CdF is an EPIC created in 1946 to act as a holding company for France's coal mining interests but which also pursues other energy-related activities. Coal mining has been a structurally loss-making activity for a long time due to high operating costs and to the poor quality of remaining coal mines. In the framework of the Pacte Charbonnier National (the national coal pact) drafted under the government's authority and ratified in 1994 by CdF and union organisations, the CdF group has been leading a policy targeting the ceasing of extracting activities by 2005. In return, employees are entitled to early retirement. Meanwhile, CdF is selling off profitable activities to ensure their future and maintain jobs.
The gradual closing down of extracting activities comes with the development of the decommissioning of coal mines in line with the mining law provisions and environmental guidelines. In the longer term, CdF and the group's other EPICs may cease to exist following the vote of a law regulating the transfer of residual rights and obligations (including debt) either to an existing -or new - public entity or to the State itself.
To compensate its structural deficit, the CdF group benefits from the government's financial aid approved by the ECSC (European Coal and Steel Community) in so far as they contribute to restructuring and ceasing the group's activities. These first come as subsidies to cover the costs of benefits in kind applying to employees and retirees, and also as capital contribution to cover the operating loss for hard coal only.
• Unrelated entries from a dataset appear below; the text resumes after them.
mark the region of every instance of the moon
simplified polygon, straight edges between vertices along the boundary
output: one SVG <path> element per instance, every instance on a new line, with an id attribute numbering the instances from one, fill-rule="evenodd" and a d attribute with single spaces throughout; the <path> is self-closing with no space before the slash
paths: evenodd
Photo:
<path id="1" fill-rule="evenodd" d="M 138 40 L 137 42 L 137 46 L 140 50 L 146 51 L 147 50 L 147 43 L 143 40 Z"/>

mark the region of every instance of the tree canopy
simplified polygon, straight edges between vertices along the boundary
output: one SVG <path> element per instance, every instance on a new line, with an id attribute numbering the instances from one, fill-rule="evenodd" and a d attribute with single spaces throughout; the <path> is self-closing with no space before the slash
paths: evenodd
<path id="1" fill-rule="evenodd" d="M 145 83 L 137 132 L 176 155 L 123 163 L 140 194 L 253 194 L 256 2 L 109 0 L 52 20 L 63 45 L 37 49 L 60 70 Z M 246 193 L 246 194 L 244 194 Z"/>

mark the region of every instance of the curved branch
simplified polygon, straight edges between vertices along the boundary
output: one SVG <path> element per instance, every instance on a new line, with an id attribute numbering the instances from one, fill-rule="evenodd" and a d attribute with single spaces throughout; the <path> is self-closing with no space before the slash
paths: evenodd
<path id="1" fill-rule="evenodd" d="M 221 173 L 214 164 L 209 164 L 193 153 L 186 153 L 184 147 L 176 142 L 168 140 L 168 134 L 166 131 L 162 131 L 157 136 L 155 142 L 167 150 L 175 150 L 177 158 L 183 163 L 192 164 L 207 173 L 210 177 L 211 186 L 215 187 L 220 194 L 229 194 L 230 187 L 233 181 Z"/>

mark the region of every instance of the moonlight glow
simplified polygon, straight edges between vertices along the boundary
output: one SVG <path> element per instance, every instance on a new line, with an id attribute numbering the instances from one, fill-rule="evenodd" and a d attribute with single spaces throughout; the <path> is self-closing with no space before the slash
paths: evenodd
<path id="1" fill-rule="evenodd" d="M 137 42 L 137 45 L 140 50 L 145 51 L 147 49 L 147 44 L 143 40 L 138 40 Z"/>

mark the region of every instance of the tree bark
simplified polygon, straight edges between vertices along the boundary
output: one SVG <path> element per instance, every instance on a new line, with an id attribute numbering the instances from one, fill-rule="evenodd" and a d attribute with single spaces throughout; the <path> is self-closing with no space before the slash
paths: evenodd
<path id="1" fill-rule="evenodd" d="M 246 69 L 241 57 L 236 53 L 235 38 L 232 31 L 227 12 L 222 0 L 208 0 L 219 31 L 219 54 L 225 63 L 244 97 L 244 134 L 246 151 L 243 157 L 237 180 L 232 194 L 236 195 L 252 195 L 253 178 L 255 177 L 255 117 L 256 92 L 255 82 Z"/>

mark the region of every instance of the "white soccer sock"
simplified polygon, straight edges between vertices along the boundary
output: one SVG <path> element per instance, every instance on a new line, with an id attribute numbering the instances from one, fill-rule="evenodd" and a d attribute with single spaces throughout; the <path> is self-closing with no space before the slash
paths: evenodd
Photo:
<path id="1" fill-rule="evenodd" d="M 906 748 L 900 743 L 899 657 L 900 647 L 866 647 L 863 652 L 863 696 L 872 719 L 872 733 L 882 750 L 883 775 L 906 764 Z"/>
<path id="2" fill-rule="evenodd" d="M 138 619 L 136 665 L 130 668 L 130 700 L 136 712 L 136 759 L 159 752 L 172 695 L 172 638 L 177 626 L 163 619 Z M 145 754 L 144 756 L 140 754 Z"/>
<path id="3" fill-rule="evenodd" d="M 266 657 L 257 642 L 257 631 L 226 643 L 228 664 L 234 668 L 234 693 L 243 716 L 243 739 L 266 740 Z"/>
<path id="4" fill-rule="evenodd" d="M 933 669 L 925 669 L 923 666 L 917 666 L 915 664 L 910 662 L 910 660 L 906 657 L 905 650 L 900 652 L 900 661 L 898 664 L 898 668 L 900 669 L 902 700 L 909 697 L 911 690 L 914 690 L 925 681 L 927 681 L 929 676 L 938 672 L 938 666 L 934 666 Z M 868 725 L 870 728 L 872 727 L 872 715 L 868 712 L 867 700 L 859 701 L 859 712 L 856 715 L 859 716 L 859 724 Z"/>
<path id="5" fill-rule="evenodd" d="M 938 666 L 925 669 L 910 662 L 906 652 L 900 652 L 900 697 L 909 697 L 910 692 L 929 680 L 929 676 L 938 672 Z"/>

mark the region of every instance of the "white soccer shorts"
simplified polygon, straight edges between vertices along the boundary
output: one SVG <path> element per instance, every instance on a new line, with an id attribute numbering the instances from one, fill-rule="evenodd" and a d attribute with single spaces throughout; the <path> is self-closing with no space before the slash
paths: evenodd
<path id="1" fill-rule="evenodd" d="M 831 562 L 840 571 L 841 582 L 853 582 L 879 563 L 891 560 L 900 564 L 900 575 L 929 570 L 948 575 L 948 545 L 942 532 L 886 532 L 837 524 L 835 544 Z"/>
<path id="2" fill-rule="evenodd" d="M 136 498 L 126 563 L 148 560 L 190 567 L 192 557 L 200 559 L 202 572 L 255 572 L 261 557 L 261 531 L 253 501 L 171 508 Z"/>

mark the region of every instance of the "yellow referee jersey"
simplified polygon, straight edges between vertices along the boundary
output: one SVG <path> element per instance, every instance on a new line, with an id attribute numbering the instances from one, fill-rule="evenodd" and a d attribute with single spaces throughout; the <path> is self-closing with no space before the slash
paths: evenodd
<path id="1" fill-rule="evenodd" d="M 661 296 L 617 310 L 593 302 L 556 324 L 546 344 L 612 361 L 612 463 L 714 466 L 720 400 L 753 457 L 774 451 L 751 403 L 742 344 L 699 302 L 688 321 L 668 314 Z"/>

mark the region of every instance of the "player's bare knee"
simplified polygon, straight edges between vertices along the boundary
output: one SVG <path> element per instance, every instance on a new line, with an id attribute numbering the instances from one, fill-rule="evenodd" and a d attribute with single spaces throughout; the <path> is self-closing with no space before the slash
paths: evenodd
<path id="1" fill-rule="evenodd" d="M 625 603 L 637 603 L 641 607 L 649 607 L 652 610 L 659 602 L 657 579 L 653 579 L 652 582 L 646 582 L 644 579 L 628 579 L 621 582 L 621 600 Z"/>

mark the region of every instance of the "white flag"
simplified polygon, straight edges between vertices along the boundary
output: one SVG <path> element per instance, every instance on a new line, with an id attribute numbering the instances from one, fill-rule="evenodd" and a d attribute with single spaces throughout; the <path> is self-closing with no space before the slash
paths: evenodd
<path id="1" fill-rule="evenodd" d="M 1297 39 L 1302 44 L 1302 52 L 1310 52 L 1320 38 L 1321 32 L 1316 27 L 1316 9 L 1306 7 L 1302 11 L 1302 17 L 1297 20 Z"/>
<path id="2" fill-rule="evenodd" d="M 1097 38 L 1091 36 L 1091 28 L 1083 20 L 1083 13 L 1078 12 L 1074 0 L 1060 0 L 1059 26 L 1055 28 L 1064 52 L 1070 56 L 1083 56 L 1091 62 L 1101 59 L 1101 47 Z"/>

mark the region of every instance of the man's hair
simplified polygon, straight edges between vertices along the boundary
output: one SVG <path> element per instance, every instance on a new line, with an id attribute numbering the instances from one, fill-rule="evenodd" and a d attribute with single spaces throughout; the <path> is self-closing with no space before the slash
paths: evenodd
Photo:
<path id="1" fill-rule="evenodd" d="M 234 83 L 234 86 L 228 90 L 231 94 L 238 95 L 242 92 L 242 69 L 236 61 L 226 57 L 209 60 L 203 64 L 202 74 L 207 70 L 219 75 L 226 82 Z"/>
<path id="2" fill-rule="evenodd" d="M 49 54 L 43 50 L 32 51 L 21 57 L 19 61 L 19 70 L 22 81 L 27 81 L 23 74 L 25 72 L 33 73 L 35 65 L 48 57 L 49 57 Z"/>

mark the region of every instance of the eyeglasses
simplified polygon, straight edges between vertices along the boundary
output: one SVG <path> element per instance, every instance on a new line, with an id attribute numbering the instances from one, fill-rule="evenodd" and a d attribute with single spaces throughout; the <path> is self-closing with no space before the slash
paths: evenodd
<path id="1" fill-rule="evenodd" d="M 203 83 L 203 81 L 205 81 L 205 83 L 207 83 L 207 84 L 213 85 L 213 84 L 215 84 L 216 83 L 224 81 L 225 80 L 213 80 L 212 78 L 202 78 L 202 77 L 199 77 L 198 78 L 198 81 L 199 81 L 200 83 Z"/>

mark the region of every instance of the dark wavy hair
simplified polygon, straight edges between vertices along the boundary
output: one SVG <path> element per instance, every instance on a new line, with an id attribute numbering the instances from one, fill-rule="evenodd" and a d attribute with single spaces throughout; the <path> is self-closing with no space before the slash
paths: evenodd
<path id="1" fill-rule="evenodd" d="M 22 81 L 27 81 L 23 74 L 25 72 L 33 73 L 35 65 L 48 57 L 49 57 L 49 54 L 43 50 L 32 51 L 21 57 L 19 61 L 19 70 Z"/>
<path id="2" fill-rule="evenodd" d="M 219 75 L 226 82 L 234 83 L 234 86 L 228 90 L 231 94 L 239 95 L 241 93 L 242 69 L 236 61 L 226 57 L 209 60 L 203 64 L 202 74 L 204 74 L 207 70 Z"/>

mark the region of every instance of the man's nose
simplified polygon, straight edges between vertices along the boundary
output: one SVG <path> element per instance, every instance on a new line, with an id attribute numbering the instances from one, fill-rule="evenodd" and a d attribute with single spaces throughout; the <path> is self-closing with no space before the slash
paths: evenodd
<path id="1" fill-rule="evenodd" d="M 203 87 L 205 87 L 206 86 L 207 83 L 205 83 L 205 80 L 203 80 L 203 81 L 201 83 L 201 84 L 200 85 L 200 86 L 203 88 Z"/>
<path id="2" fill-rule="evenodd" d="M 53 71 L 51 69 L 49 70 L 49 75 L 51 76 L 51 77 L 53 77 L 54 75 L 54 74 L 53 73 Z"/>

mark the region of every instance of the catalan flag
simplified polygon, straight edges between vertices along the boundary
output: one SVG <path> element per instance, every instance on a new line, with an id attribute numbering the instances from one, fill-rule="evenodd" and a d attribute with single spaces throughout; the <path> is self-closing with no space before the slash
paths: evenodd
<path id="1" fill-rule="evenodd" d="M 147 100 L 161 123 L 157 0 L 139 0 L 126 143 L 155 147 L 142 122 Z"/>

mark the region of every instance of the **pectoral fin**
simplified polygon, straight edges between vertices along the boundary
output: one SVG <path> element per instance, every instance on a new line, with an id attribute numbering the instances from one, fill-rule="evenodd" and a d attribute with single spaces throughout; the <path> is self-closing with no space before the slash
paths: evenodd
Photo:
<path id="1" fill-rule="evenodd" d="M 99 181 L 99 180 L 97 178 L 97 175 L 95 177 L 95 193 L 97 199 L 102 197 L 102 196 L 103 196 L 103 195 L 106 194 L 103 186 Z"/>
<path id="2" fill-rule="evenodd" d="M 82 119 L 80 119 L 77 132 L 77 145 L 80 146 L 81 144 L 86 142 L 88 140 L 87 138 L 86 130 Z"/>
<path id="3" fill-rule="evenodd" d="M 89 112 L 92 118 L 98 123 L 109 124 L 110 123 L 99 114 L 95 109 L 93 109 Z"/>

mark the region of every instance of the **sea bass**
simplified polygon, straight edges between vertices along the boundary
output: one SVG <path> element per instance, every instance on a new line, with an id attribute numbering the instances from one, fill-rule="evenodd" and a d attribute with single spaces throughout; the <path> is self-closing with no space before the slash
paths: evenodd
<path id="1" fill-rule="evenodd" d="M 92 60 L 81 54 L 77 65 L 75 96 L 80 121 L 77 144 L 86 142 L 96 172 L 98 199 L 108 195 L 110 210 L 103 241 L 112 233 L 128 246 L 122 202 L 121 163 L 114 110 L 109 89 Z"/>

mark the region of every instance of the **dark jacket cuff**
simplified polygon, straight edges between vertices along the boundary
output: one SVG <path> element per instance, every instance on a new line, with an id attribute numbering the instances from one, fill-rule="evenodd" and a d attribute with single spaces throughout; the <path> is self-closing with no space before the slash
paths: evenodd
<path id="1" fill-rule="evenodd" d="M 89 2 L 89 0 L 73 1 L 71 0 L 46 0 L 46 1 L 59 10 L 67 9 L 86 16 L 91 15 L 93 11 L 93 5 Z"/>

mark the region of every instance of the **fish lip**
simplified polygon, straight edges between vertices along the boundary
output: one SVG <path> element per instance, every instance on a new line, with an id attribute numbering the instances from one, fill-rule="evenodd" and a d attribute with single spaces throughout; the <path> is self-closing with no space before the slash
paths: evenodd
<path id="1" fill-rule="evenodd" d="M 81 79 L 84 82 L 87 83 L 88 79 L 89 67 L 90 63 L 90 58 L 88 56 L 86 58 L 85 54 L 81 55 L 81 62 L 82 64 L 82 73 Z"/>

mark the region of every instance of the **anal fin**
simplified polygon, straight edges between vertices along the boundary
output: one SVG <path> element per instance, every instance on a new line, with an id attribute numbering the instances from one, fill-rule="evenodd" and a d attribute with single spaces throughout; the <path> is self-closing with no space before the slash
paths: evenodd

Capital markets are tapped for additional financing needs. As of today CdF has strongly negative shareholder equity and very high debt levels. These are unlikely to improve in the future as the French coal mining's economic environment becomes less and less (supportive).
Still, CdF has been assigned the best ratings by Moody's and its Aaa long-term debt is actually rated at the same level as the French government. Indeed, as an EPIC, CdF cannot file for bankruptcy and would ultimately be supported by the government. This would also obviously apply to another "Etablissement Public" (public entity) assuming CdF's debt subsequently. Moreover, unlike some public entities, which may one day gradually become independent from the government and see their status altered to allow, for instance, the opening of shareholding to other investors, CdF is not expected to see such trend. It is therefore closer to a financing vehicle carrying a public service debt than an operational entity. Such feature would be further enhanced by the company being classified as an administration, when revenues are below 50% of operating costs, probably in 2002 or 2003. Therefore, CdF's Aaa and Prime-1 ratings remain appropriate.
Also, CdF's liquidity is ensured by back-up facilities covering outstanding Commercial Paper issues.
Based in Rueil-Malmaison (France), Charbonnages de France is a public entity which operates the country's coal mines. The group had 2000 revenues of EUR 1.03 billion.